Obviamente, o Palácio do Planalto não dará o braço a torcer sobre sua responsabilidade por este cenário.
Na política, todo mundo já entendeu que o Presidente Lula voltou ao Poder não como representante da frente ampla anti-Bolsonaro que o elegeu – e sim como arauto das mesmas ideias econômicas atrasadas que produziram o desastre épico do Governo Dilma, desta vez turbinadas por um Presidente mais emotivo e sem amigos dispostos a lhe dizer a verdade.
Neste quadro, o Governo responderá à crise que se aproxima fazendo mais do mesmo – transformando o BC no bode expiatório da Selic gorda – sem jamais admitir que seus discursos populistas e decisões temerárias têm contribuído diariamente para agravar o quadro.
Enquanto parte do Governo diz compreender a necessidade de estabilizar a trajetória da dívida pública, a outra parte (a que manda) questiona e sataniza todas as conquistas recentes do País, do teto de gastos à independência do BC, da lei das estatais à política de preços da Petrobras.
Eterno dono do monopólio da verdade, o PT adora os verbos “debater” e “discutir”, mas só ouve sua própria voz.
Mas apesar do Governo – e não por causa de sua cruzada contra o Banco Central – o mais provável é que a Selic começará a cair em breve, dado que a razão de ser dos bancos centrais é o duplo mandato de “estabilidade de preços” e compromisso com o “pleno emprego” – e de nada vale uma inflação suíça em meio a um ambiente de negócios argentino.
Além disso, quebras de empresas em série poderão criar problemas com os quais o BC não tem que lidar há anos.
O juro baixo é o pau do circo – é o que sustenta tudo.
Desde a primeira eleição de Lula em 2002, o Brasil mudou muito – e o nível da taxa de juros passou a ser ainda mais crítico ao funcionamento saudável da economia.
Desde janeiro de 2003, o primeiro mês do Lula 1, o endividamento total das pessoas e das empresas passou de 26% do PIB para 52,5% do PIB.
Ou seja, um juro alto agora tem um impacto muito pior sobre a economia do que 20 anos atrás.
Nos últimos 20 anos, outra novidade aconteceu. Em vez de tomarem dinheiro só no banco, as empresas passaram a tomar emprestado com as pessoas – aprofundando o chamado mercado de capitais. Se o Presidente pesquisar, vai descobrir metalúrgicos de São Bernardo e dentistas de Garanhuns entre os milhões de pequenos poupadores/investidores que têm sua açãozinha da Petrobras e uma conta na XP.
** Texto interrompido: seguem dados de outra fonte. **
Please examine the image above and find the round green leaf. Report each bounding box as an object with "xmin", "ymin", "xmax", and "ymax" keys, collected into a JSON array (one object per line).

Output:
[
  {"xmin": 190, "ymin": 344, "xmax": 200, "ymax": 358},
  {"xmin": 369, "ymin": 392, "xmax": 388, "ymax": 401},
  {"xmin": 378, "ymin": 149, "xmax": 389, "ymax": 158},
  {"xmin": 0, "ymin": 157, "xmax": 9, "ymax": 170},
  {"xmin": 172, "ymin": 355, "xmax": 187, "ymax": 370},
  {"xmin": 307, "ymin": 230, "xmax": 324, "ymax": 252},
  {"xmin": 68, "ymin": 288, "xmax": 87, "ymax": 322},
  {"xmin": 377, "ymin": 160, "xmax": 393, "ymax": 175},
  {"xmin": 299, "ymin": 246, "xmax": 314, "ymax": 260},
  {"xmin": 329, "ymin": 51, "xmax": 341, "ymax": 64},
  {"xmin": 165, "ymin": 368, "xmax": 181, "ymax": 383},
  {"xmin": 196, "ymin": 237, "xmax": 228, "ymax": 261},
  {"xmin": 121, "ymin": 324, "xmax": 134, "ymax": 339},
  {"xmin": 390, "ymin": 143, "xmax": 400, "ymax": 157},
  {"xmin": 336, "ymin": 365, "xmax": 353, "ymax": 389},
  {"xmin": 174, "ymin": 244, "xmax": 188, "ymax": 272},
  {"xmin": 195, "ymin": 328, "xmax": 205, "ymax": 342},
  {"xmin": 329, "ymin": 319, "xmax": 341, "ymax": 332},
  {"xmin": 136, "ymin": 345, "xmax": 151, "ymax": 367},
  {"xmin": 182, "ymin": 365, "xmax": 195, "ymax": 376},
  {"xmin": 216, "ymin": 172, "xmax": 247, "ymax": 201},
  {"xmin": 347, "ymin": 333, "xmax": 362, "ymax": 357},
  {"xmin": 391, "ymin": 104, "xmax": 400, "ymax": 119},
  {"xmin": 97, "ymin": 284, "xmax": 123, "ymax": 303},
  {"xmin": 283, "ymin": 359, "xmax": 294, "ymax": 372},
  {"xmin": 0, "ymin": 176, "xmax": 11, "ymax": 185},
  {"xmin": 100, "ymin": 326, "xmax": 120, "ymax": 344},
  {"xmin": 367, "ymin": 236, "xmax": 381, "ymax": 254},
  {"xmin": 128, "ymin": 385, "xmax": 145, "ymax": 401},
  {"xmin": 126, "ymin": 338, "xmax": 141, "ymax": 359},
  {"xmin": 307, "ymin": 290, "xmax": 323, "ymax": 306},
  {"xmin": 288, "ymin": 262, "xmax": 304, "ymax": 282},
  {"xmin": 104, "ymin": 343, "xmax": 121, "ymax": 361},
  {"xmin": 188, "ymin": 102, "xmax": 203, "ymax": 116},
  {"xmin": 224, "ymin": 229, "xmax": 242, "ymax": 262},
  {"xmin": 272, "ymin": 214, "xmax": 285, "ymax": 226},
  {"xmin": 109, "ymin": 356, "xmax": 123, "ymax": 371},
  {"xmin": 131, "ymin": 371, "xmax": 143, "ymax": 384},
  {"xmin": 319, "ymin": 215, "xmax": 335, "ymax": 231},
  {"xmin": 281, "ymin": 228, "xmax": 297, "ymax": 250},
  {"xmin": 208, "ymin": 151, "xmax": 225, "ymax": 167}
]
O total levantado pelas empresas junto a esses investidores (que não são bancos) passou de 2% do PIB em 2016 para quase 7% do PIB ano passado.
O juro alto destrói esses investimentos e adia a aposentadoria do brasileiro que lutou muito para conseguir poupar. Além de investir, esses brasileiros também têm o costume de votar a cada quatro anos.
Gerar um ambiente propício à queda da Selic deveria ser a prioridade zero do Governo — porque é possível manter parte do eleitorado feliz com o Bolsa Família, mas é impossível chegar a um final de mandato feliz com quatro anos de juros altos.
É o juro baixo que cria o círculo virtuoso de investimento, emprego e renda: os empreendedores tomam risco, assinam carteiras e fazem novas fábricas. O dinheiro circula, criando oportunidade para quem mais precisa.
Já o juro alto empurra o capital para uma longa hibernação em contas remuneradas. O rico continua protegido; o pobre se estrepa.
O Banco Central ia começar a cortar os juros em 2023, mas o Presidente se colocou no caminho: decidiu fazer (apenas) discursos contra a pobreza, em vez de tomar decisões pragmáticas que realmente ajudariam os juros a cair, gerando empregos e renda no mundo real.
Se o Planalto não trabalhar para reverter este clima, a velha frase de que “todo mundo ganhou dinheiro” no Lula 1 dará lugar a “todo mundo perdeu” no Lula 3, e o Lula que o mundo aplaude por seu compromisso ambiental logo será lembrado por uma economia rastejante.
Presidente, sua opção preferencial pelos pobres não é incompatível com decisões econômicas racionais — ao contrário, uma depende da outra. Traga de volta a “paz e amor.” O fígado não é bom conselheiro.